Henri fit à son tour ses observations, qui se trouvèrent concorder avec celles de Remy ; mais cependant il fallait, dans cette circonstance, donner beaucoup au hasard.

L’eau, entraînée sur la déclivité de la plaine, les avait rejetés à gauche de leur route en leur faisant décrire un angle considérable ; cette dérivation, ajoutée à la course insensée des chevaux, leur ôtait tout moyen de s’orienter.

Il est vrai que le jour venait, mais nuageux et tout chargé de brouillard ; dans un temps clair, et sous un ciel pur, on eût aperçu le clocher de Malines, dont on ne devait être éloigné que de deux lieues à peu près.

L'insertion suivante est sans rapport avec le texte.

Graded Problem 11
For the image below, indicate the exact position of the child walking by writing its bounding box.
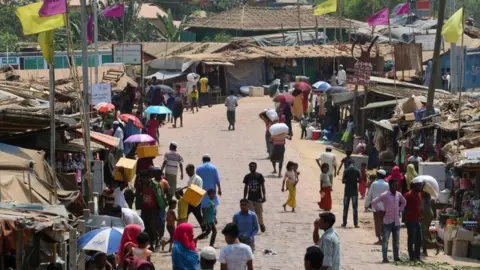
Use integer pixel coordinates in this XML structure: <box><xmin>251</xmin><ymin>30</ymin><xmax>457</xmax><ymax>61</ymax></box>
<box><xmin>282</xmin><ymin>161</ymin><xmax>299</xmax><ymax>212</ymax></box>
<box><xmin>318</xmin><ymin>163</ymin><xmax>332</xmax><ymax>211</ymax></box>
<box><xmin>162</xmin><ymin>199</ymin><xmax>177</xmax><ymax>252</ymax></box>
<box><xmin>358</xmin><ymin>162</ymin><xmax>367</xmax><ymax>200</ymax></box>
<box><xmin>195</xmin><ymin>189</ymin><xmax>217</xmax><ymax>247</ymax></box>
<box><xmin>134</xmin><ymin>232</ymin><xmax>152</xmax><ymax>261</ymax></box>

— Eh bien ! monsieur le comte, demanda Remy, que pensez-vous de ces feux ?

— Ces feux, qui semblent vous annoncer, à vous, un abri hospitalier, me semblent menaçants, à moi, et je m’en défie.

— Et pourquoi cela ?

— Remy, dit Henri en baissant la voix, voyez tous ces cadavres : tous sont français, pas un flamand ; ils nous annoncent un grand désastre : les digues ont été rompues pour achever de détruire l’armée française, si elle a été vaincue ; pour détruire l’effet de sa victoire, si elle a triomphé. Pourquoi ces feux ne seraient-ils pas aussi bien allumés par des ennemis que par des amis, ou pourquoi ne seraient-ils pas tout simplement une ruse ayant pour but d’attirer les fugitifs ?

— Cependant, dit Remy, nous ne pouvons demeurer ici ; le froid et la faim tueraient ma maîtresse.